Estoy tratando de probar la bondad de ajuste para un vector de datos de conteo a un binomio. Para hacerlo, estoy usando la goodfit()
función en el vcd
paquete. Cuando ejecuto la función, sin embargo, devuelve NaN
el valor p de la prueba de Chi-cuadrado. En mi configuración, tengo un vector de datos de conteo con 75 elementos.
> library(vcd)
> counts <- c(32, 35, 44, 35, 41, 33, 42, 49, 36, 41, 42, 45, 38, 43, 36,
35, 40, 40, 43, 34, 39, 31, 40, 39, 36, 37, 37, 37, 32, 48, 41,
32, 37, 36, 49, 37, 41, 36, 34, 37, 41, 32, 36, 36, 30, 33, 33,
42, 39, 36, 36, 29, 31, 41, 36, 39, 40, 37, 39, 39, 31, 39, 37,
40, 33, 41, 34, 46, 35, 41, 44, 38, 44, 34, 42)
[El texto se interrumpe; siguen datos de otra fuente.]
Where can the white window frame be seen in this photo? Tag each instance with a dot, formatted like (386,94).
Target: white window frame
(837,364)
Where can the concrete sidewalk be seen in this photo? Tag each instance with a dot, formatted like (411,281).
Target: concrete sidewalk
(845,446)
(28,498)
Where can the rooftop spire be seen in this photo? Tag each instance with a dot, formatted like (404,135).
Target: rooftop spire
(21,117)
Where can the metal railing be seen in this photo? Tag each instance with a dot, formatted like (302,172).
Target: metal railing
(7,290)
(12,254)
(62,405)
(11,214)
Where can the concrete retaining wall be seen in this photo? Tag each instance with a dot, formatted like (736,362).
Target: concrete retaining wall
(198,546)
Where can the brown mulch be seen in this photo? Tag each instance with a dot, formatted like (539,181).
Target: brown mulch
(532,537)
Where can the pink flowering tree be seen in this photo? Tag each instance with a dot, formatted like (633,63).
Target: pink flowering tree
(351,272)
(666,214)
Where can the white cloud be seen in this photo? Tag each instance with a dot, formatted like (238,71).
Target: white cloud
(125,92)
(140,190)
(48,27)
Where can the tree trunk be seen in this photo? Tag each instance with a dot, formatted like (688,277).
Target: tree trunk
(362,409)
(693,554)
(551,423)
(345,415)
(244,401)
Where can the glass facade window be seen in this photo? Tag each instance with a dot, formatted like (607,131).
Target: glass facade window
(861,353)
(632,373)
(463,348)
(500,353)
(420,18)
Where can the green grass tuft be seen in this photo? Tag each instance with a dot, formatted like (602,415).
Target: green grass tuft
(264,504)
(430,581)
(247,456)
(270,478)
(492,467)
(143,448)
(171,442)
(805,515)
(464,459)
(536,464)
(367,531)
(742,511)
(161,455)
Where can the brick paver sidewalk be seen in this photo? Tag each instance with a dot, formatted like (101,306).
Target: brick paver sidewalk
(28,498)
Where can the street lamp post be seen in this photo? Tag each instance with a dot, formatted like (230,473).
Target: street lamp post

> test.gof <- goodfit(counts, type="binomial",
+ par=list(size=length(counts), prob=0.5))
Todo funciona bien, pero cuando inspecciono el goodfit()
objeto obtengo lo siguiente:
> summary(test.gof)
Goodness-of-fit test for binomial distribution
X^2 df P(> X^2)
Pearson NaN 75 NaN
Likelihood Ratio 21.48322 19 0.3107244
Warning message:
In summary.goodfit(test.gof) : Chi-squared approximation may be incorrect
Al principio sospeché que era un problema de tamaño de muestra pequeño, pero también tengo un conjunto de datos con 50 observaciones que no devuelve NaN
el valor p. También he tratado de cambiar el método goodfit()
a ML con resultados similares.
¿Por qué esta función estaría produciendo NaN
en este caso? ¿Existe una función alternativa para calcular GOF en los datos de conteo?